Results demonstrate voluntary decrease in back pain medication use
The protocol permitted patients to adjust their back pain medication usage after the 120-day assessment point. At one year, 44% of the 50 patients who were on opioids at baseline had voluntarily eliminated (28%) or significantly reduced (16%) their use of opioids. These results are subject to change as the remaining patients reach the one-year assessment.
For secondary endpoints, such as disability measured by the ODI and quality of life measured by the EQ-5D quality of life instrument, numerical improvements in the treatment group as compared to the control group were observed at 120 days. The Company is evaluating the clinical significance of those findings. The Company continues to analyse the efficacy data for the purpose of better understanding the performance of the device.
Device-related adverse events in line with other studies
ReActiv8 is implanted in a minimally invasive procedure utilising techniques commonly used by our physician customer base in other procedures. The incidence and type of adverse events (AEs), including serious AEs, were comparable to AEs in clinical trials reported for other neurostimulation devices, with no unanticipated AEs related to the device, procedure or stimulation.

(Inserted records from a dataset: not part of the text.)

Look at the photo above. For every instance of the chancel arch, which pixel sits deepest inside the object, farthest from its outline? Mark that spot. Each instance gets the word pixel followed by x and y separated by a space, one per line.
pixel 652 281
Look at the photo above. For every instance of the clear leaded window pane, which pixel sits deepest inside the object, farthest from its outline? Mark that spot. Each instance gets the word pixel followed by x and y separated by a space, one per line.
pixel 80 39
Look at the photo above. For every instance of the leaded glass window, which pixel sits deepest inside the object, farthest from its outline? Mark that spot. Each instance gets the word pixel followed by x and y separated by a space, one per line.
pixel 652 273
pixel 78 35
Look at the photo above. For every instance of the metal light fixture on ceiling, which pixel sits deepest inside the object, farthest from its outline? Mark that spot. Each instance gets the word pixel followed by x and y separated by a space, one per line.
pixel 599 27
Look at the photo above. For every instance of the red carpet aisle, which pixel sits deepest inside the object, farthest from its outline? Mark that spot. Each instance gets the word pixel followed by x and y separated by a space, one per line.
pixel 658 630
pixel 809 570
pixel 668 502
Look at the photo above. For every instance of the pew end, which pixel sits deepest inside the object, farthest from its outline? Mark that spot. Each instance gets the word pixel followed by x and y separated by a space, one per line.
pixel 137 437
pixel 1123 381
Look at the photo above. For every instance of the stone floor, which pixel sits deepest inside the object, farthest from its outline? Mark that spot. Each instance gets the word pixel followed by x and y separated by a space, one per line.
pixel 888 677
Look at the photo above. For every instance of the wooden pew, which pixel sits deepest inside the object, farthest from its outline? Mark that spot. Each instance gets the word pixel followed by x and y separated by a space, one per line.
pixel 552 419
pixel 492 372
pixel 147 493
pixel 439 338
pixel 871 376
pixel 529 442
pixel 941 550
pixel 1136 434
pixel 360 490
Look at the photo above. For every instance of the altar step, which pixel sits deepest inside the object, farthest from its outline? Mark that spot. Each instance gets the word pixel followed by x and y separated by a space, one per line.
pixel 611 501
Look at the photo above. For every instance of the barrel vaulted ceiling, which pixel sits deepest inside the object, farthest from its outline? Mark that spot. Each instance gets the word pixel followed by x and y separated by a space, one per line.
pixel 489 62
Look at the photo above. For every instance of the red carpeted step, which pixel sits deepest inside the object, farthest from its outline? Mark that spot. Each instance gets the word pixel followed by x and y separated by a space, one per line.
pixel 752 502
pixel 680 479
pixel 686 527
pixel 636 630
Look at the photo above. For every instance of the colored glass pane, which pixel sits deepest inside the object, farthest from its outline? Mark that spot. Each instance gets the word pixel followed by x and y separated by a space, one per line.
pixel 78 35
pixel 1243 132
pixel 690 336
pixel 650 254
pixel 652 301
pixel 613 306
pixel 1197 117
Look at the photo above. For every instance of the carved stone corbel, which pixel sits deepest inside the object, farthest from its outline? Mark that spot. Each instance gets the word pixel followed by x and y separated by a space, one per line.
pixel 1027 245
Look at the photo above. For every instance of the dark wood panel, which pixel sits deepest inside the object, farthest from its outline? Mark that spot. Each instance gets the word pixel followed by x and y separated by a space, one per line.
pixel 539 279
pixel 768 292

“The study showed a comparable safety profile to other implantable neurostimulation devices, including no migration of leads,” said Richard Rauck, president and founder, Carolinas Pain Institute, Medical Director for The Center for Clinical Research, Pain Fellowship Director at Wake Forest University School of Medicine and chairman of the DMC. “This safety profile, combined with the efficacy data from this study and the lack of available alternatives for this patient population, suggest that ReActiv8 can be a promising therapy for patients with chronic low back pain.”
Pre-market approval plan
“In summary, we believe the evidence of effectiveness and the favourable safety profile of ReActiv8 show considerable promise, particularly when compared to the response rates and safety profiles of alternative treatments,” continued Hannon. “We believe that the totality of the data will support the submission of a PMA application for ReActiv8 to the FDA. We plan to seek a pre-PMA meeting with the FDA in the coming months to obtain guidance on our filing content and strategy.”